This Week’s Awesome Tech Stories From Across the Web (Through May 23)

Future

These Corporations Say AI Is Reviving Entry-Level Jobs, Not Killing ThemLindsay Ellis | The Wall Street Journal ($)

“In one in every of the most important surveys on employers’ graduate hiring plans this 12 months, nearly 3 times as many executives at corporations using or exploring AI said they were increasing junior-level hiring in 2026 than cutting back. Those using AI most extensively were essentially the most bullish, based on Strada Education Foundation, which surveyed about 1,500 employers.”

Robotics

The Web Can’t Stop Watching Figure AI’s Humanoid Robots Handling PackagesJeremy Hsu | Ars Technica

“The promotional robot demo has change into a viral sensation amongst tech enthusiasts, spurring YouTube commenters to call the robots and the corporate to rapidly roll out related robot merchandise in response. …But despite such sentiments, it’s value taking into consideration that even essentially the most impressive robot demos represent narrow windows for understanding real-world robot capabilities.”

Robotics

Will Robotics Have a ChatGPT Moment?Jonathan W. Hurst and Hans Peter Brondmo | IEEE Spectrum

“We consider AI will enable an inflection point in robotics advances, but that it’ll be through the well-engineered application of coordinated systems of various AI tools quite than a single ChatGPT-style breakthrough. As the joy around AI is matched only by the uncertainty of what will probably be possible, listed below are five hard truths that can define AI in robotics.”

Computing

Recent Quantum Processing Technology Points to Life After the Transistor, PossiblyTom Hawking | Gizmodo

“The paper describes how a team from the University of Tokyo took a radical approach to the issue: they did without transistors entirely. As a substitute, their ‘non-volatile quantum switching element’ uses the spin of a person electron to represent the state of a given bit.”

TECH

Why SpaceX Is Price $700 Billion, Not $1.75 TrillionMartin Peers | The Information ($)

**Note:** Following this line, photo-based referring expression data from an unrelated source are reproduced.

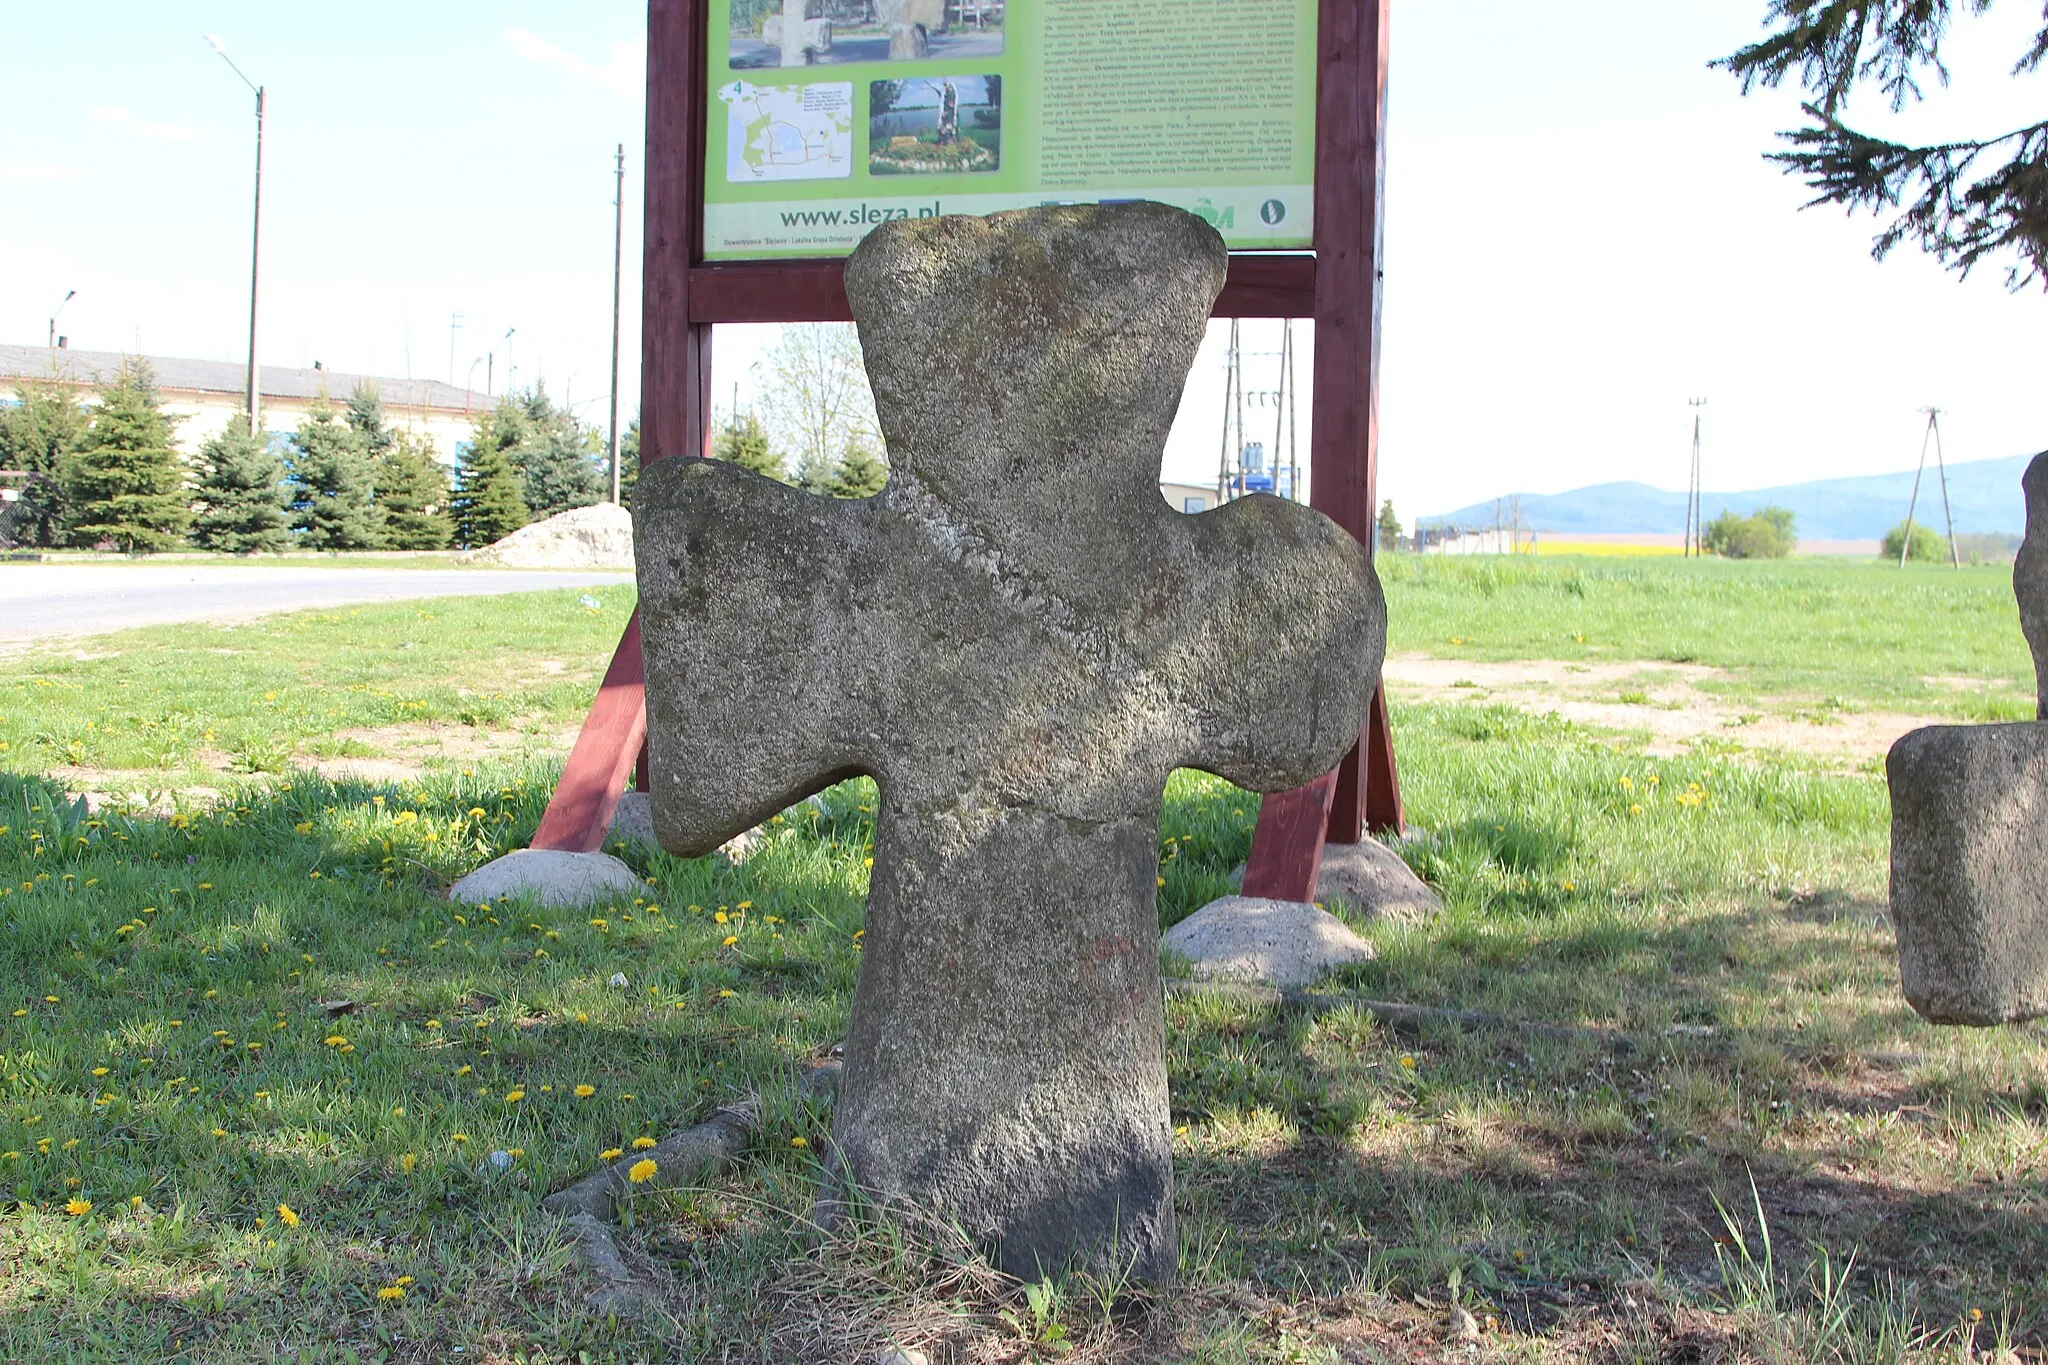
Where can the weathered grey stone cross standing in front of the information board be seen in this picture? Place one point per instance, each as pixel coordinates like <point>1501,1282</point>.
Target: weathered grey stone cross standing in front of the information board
<point>1019,640</point>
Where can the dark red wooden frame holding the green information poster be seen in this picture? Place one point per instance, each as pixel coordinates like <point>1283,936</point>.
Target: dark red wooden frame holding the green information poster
<point>1338,285</point>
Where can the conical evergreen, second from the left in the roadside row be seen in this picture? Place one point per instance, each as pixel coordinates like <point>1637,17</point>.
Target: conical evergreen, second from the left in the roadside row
<point>126,482</point>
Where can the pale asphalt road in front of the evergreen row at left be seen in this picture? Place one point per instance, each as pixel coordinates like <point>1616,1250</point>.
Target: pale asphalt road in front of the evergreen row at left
<point>40,603</point>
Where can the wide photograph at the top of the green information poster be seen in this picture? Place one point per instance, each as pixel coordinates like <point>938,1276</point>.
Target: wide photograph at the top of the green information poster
<point>783,34</point>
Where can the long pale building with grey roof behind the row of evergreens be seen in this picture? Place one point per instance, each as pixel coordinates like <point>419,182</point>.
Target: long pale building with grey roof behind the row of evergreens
<point>212,394</point>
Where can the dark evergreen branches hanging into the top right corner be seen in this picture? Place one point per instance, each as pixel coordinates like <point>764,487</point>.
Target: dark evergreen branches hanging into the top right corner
<point>1961,200</point>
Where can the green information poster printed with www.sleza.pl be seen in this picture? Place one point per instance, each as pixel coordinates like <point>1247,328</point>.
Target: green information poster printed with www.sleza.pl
<point>835,116</point>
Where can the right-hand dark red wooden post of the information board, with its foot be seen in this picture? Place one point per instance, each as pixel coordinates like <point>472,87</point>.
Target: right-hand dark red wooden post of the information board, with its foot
<point>1351,179</point>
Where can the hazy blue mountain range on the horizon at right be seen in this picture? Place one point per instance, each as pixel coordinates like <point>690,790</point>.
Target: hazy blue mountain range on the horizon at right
<point>1983,494</point>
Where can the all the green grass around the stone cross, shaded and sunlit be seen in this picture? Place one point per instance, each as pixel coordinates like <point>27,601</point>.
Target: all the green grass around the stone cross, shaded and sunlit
<point>1340,1186</point>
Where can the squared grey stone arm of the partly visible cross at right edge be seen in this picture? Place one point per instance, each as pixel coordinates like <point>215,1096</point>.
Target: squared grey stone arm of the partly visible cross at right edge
<point>1971,871</point>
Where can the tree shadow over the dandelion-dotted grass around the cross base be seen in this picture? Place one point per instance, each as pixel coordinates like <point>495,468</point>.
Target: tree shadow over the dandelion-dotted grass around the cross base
<point>1545,1176</point>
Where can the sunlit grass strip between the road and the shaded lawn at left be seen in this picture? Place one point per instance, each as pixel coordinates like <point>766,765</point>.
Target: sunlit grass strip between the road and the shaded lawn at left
<point>198,705</point>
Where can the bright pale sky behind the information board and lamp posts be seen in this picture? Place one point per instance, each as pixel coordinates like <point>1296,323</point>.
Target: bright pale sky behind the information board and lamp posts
<point>1582,232</point>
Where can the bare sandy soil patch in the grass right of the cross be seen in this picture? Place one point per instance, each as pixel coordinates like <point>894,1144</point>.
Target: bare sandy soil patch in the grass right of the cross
<point>1664,699</point>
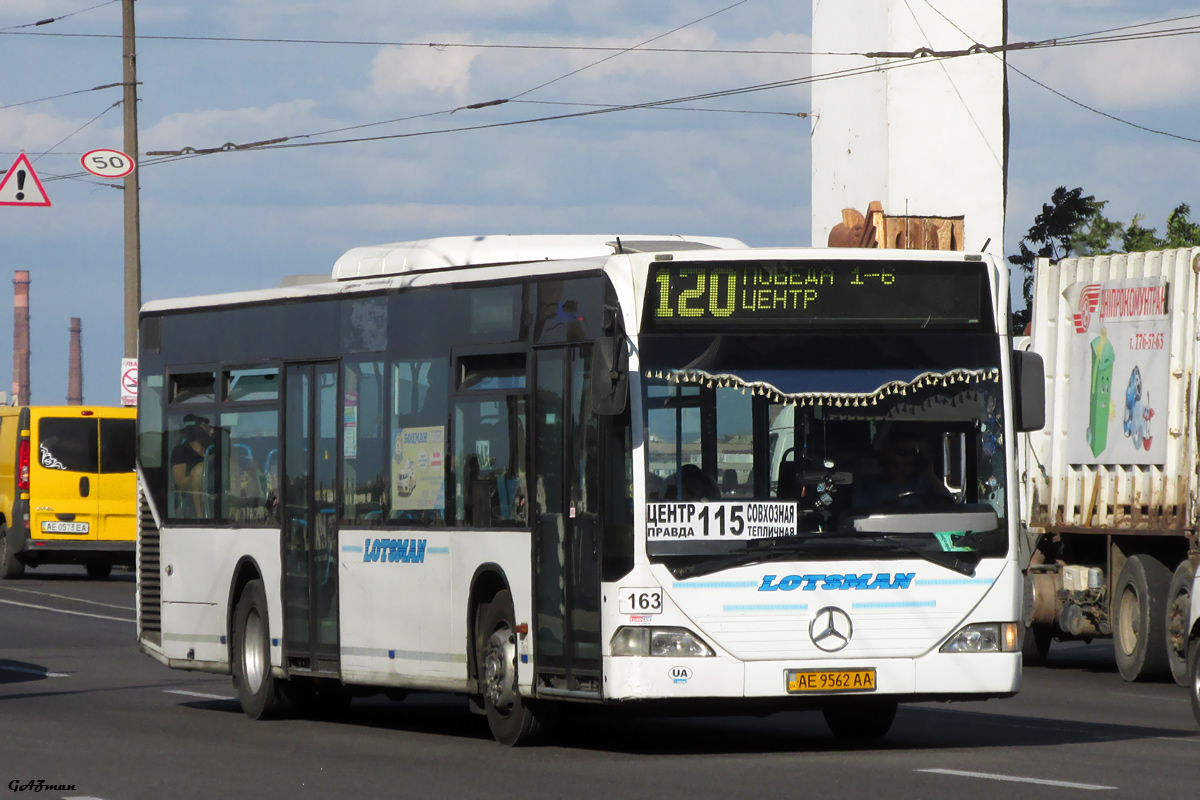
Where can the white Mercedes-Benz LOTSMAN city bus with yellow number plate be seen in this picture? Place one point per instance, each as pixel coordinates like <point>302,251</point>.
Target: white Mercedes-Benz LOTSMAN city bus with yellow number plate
<point>661,474</point>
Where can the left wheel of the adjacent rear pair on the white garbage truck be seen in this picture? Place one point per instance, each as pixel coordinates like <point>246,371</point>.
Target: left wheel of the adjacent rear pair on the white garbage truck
<point>1139,630</point>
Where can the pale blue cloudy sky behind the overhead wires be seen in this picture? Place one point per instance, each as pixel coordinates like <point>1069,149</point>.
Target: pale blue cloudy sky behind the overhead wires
<point>244,220</point>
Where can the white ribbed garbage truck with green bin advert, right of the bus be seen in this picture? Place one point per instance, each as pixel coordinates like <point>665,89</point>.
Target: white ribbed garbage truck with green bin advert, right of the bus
<point>1111,485</point>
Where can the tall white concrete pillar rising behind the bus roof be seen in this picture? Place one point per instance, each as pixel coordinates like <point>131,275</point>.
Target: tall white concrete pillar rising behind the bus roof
<point>927,137</point>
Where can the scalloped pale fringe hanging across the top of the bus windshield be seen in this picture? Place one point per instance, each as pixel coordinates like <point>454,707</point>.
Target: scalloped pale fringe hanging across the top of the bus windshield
<point>887,393</point>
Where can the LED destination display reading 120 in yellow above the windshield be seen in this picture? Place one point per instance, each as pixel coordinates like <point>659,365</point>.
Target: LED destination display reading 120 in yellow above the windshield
<point>727,294</point>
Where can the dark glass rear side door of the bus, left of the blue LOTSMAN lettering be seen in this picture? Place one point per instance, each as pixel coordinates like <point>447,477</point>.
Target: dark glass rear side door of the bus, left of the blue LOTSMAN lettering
<point>310,519</point>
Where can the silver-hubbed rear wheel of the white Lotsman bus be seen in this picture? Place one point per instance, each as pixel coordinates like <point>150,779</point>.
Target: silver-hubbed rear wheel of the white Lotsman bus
<point>257,690</point>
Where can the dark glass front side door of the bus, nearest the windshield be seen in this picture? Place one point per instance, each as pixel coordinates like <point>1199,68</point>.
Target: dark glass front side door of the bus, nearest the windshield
<point>567,532</point>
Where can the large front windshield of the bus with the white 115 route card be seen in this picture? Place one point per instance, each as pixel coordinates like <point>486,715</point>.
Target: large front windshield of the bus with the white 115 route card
<point>824,444</point>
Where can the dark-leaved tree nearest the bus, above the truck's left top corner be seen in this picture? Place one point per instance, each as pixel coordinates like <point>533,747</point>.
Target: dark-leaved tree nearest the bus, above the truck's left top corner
<point>1070,220</point>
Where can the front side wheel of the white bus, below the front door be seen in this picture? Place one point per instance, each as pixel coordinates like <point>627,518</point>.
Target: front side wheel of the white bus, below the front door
<point>509,715</point>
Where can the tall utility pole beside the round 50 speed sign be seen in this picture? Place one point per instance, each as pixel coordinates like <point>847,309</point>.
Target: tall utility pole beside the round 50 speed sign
<point>133,213</point>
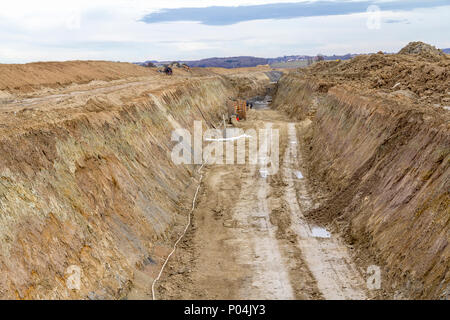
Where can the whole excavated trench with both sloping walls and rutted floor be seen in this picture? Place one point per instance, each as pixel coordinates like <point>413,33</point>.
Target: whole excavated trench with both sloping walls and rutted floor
<point>360,184</point>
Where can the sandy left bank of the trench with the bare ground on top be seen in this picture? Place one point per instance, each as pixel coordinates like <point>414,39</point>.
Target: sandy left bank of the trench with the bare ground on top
<point>86,177</point>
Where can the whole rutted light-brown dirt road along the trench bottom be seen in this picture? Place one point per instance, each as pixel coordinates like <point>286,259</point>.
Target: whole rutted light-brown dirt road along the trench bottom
<point>249,238</point>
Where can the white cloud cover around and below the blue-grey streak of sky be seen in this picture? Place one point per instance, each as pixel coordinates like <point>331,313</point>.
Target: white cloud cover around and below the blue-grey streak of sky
<point>110,30</point>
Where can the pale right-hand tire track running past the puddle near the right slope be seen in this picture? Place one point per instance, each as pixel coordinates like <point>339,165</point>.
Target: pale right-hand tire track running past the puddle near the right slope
<point>328,259</point>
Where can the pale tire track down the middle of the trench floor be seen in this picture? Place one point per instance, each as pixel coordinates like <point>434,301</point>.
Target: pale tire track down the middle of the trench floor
<point>259,246</point>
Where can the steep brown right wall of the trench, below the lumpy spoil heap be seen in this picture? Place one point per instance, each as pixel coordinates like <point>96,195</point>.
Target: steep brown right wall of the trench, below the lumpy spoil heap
<point>379,169</point>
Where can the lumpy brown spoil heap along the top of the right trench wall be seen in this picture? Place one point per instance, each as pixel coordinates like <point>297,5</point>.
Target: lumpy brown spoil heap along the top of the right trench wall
<point>415,78</point>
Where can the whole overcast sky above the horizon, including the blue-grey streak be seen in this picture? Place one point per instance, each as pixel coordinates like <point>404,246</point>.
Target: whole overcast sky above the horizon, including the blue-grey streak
<point>139,30</point>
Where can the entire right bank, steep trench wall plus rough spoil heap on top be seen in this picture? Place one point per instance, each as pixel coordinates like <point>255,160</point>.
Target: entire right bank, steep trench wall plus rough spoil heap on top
<point>379,147</point>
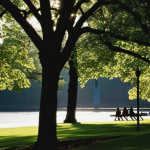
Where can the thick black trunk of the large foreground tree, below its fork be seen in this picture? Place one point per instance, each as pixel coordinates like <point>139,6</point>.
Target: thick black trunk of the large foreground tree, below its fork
<point>47,137</point>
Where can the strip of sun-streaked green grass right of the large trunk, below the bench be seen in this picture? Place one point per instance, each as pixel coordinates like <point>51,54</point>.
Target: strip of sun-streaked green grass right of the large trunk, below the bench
<point>77,130</point>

“In other words, anyone who buys into the corporate on the vaunted $1.75 trillion valuation (that’s at the very least what bankers are hoping SpaceX will achieve) is paying $1 trillion for the promise that SpaceX will overcome major technological hurdles and launch an orbital cloud-computing service, in addition to industrialize the moon. It’s admirable Musk is shooting for the celebrities—but investors have to know what they’re entering into.”

Biotechnology

Colossal Biosciences Is Growing Chickens in a 3D-Printed Artificial EggshellAntonio Regalado | MIT Technology Review ($)

“The biotech company today claimed it has developed a ‘fully artificial egg’ as a part of its effort to resurrect extinct avian species, including birds just like the dodo and the enormous moa. But ‘artificial eggshell’ would probably be a greater description for the invention. It’s an oval-shaped printed lattice, coated inside with a special silicone-based membrane that allows oxygen, just as an actual eggshell does.”

Energy

Soaring Solar and a Surge in Hydro Push More Coal off the US GridJohn Timmer | Ars Technica

“In comparison with the identical quarter the 12 months earlier, solar was up by 24 percent. By itself, that was enough to offset 80 percent of the rising demand. Overall, the output of the most important renewables (wind, solar, and hydro) grew by 11 percent in comparison with the identical period the 12 months prior, or about 1.8 times the expansion in demand.”

Artificial Intelligence

Even If You Hate AI, You Will Use Google AI SearchSteven Levy | Wired ($)

“To reply a question on black holes, AI agents [in Google’s new AI search] might whip up an interactive graphic explaining how they work. But information has to return from somewhere. The raw material for that was the exertions of cosmologists, science writers, and visual artists, none of whom are easily credited or surfaced. Most of these creators—and the web pages that hold their work—appear to be the losers on this transition.”

COMPUTING

US Government Takes $2 Billion Equity Stake in Nine Quantum Computing Firms
Joe Miller and Michael Peel, Financial Times | Ars Technica

“The US government will take equity stakes value a complete of $2 billion in a slew of quantum computing corporations, including a startup backed by a firm with links to the Trump family and one taken public by a Pentagon official. The announcement by the commerce department that it had signed letters of intent with nine corporations—including GlobalFoundries and IBM—sent shares in quantum specialists soaring on Thursday.”

Energy

The Quest for an Elusive Clean Fuel Is Moving UndergroundBrad Plumer | The Recent York Times ($)

“A start-up called Vema Hydrogen has drilled two test wells into the bedrock, each 1,000 feet deep, and is beginning to inject treated water into the iron-rich rocks below. The goal is to trigger a special kind of chemical response that might eventually produce large quantities of hydrogen, a clean-burning fuel which will at some point play an important role in tackling climate change.”